434153 Numerical Simulation of Biomass Gasification Is a Steam-Blown Bubbling Fluidized Bed: A Validation Study

Thursday, November 12, 2015: 3:15 PM
254C (Salt Palace Convention Center)
Christos Altantzis1, Addison K. Stark2, Richard B. Bates1, Whitney S. Jablonski3, Daniel Carpenter3, Akhilesh Bakshi1, Rajesh Sridhar4, Aaron Garg5, John L. Barton5, Ran Chen5 and Ahmed F. Ghoniem1, (1)Mechanical Engineering, Massachusetts Institute of Technology, Cambridge, MA, (2)Advanced Research Projects Agency - Energy, Washington, DC, (3)National Bioenergy Center, National Renewable Energy Laboratory, Golden, CO, (4)Department of Mechanical Engineering, Massachusetts Institute of Technology, Cambridge, MA, (5)Department of Chemical Engineering, Massachusetts Institute of Technology, Cambridge, MA

Numerical simulation of biomass gasification is a steam-blown bubbling fluidized bed: A validation study

Christos Altantzis1, Addison K. Stark2, Richard B. Bates1, Whitney Jablonski3, Danny Carpenter3,

Akhilesh Bakshi1, Rajesh Sridhar1, Aaron Garg4, John L. Barton4, Ran Chen4, Ahmed F. Ghoniem1

1Department of Mechanical Engineering, Massachusetts Institute of Technology

77 Massachusetts Avenue, Cambridge, MA 02139-4307, USA

2Advanced Research Projects Agency-Energy (ARPA-E), US Department of Energy

1000 Independence Avenue, SW Washington, DC 20585

3National Bioenergy Center, National Renewable Energy Laboratory

Golden, Colorado 80401

4Department of Chemical Engineering, Massachusetts Institute of Technology

77 Massachusetts Avenue, Cambridge, MA 02139-4307, USA

Biomass is a renewable energy resource with increasing potential because it is abundant and widely distributed.
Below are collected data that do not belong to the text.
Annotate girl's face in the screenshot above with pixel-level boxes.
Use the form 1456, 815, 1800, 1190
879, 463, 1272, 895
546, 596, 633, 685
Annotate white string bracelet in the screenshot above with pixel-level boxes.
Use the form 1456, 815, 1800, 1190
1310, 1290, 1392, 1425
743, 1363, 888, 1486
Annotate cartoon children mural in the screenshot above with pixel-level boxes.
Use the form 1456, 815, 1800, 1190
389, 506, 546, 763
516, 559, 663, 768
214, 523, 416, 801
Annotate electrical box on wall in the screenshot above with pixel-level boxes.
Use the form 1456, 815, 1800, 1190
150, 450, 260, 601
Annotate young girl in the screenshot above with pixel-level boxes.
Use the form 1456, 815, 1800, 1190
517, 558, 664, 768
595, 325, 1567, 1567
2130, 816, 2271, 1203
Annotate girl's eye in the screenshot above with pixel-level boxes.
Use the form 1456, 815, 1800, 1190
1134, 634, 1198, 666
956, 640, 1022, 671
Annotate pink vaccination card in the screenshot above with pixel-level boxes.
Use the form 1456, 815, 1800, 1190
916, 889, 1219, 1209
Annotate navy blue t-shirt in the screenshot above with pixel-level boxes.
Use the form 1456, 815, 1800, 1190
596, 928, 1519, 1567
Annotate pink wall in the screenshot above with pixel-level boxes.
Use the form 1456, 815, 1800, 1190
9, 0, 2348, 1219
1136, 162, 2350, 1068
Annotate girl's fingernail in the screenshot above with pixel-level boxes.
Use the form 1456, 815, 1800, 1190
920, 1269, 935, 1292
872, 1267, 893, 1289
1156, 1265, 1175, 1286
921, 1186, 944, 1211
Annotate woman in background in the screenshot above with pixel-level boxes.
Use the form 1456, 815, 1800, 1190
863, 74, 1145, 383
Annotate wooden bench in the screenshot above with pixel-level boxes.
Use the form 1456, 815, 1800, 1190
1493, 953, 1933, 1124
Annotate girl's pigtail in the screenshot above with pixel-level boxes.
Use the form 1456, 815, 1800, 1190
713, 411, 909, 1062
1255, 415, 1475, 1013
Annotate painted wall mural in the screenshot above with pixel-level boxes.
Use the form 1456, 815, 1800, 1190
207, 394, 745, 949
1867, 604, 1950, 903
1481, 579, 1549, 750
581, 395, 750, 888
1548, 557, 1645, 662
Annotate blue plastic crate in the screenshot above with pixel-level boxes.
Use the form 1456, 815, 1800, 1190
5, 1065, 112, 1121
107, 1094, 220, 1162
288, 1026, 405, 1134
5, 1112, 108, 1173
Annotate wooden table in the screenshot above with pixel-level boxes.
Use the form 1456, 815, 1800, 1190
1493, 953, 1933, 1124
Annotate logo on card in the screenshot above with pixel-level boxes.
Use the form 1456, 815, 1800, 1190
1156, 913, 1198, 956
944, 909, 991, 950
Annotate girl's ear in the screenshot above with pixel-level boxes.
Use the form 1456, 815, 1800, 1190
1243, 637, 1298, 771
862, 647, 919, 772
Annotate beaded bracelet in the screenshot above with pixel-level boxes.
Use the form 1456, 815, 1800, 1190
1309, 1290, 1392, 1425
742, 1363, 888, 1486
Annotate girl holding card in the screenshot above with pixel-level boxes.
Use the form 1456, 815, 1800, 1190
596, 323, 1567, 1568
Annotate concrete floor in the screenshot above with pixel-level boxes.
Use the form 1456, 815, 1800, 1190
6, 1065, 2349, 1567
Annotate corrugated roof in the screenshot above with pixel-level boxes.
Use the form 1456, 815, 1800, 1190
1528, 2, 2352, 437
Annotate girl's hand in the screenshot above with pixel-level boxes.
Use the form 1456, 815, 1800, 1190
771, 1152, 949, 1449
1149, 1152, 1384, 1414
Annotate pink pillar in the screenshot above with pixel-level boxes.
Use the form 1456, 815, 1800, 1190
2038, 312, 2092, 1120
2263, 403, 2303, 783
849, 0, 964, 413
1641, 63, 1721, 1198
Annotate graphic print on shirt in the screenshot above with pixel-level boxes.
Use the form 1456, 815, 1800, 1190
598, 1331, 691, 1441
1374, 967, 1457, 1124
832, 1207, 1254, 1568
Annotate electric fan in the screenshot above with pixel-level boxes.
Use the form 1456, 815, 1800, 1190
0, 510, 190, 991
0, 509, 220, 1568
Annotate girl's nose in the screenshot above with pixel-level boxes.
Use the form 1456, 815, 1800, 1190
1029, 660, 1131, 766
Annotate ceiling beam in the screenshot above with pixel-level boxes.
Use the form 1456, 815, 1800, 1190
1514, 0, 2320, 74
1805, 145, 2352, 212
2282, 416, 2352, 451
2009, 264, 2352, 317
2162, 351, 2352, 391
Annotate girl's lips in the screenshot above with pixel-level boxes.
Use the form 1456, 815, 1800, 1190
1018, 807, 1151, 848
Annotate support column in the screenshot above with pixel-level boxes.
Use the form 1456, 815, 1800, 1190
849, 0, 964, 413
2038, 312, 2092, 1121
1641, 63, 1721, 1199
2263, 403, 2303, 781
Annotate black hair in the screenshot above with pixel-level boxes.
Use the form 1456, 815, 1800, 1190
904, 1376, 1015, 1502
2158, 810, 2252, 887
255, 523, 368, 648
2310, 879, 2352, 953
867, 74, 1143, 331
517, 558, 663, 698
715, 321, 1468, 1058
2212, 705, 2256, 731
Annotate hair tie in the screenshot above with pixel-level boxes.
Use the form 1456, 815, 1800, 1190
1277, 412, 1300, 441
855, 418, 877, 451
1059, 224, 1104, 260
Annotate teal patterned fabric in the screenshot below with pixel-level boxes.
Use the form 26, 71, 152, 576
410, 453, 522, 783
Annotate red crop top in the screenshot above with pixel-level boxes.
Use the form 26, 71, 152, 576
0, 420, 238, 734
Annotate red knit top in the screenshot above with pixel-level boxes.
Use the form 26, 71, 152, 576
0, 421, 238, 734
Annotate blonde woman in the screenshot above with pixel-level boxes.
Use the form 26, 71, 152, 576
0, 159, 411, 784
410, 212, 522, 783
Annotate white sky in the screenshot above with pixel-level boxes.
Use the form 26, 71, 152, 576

Energy crops, agricultural byproducts or forest residues can be utilized in gasification processes to produce syngas, which can be further processed to liquid fuels. Owing to the favorable heat and mass transfer rates obtained in fluidized bed reactors, they are the most widely used type of gasifier for biomass feedstocks. On the other hand, the differences in size and density of biomass and inert particles can lead to a non-uniform distribution across the bed under certain conditions, resulting in a segregated solids mixture with unfavorable temperature distribution and deteriorating reactivity causing lower product yields and increased tar production, thus reducing gasification efficiency. The investigation of the reacting hydrodynamics of the multiphase flow system via numerical modeling complements the knowledge acquired by experimental measurements overcoming their limitations and contributes to the optimization of the reactor operation.

In the current work, an Eulerian multiphase approach, where both the gas and the solid phases are described as interpenetrating continua, is employed for modeling the gasification of biomass in a lab-scale reactor. The kinetic theory of granular flows is used for the evaluation of the solid phase properties of the ternary mixture consisting of biomass particles, char and sand. The bed is fluidized with steam at different temperatures and it is externally heated. The hydrodynamic model is coupled with a chemical mechanism for the description of the gasification process consisting of heterogeneous biomass devolatilization and char gasification reactions and homogeneous gas-phase reactions (tar cracking and water-gas shift reactions).  The computational results are validated against experimental measurements conducted in a steam-blown bubbling fluidized bed at the National Renewable Energy Laboratory (NREL). The influence of the operating temperature is investigated together with the effect of the thermal boundary condition.

The numerical tool used to solve the governing equations is the Multiphase Flow with Interphase eXchanges (MFIX) code developed by the U.S. Department of Energy (DOE) National Energy Technology Laboratory (NETL).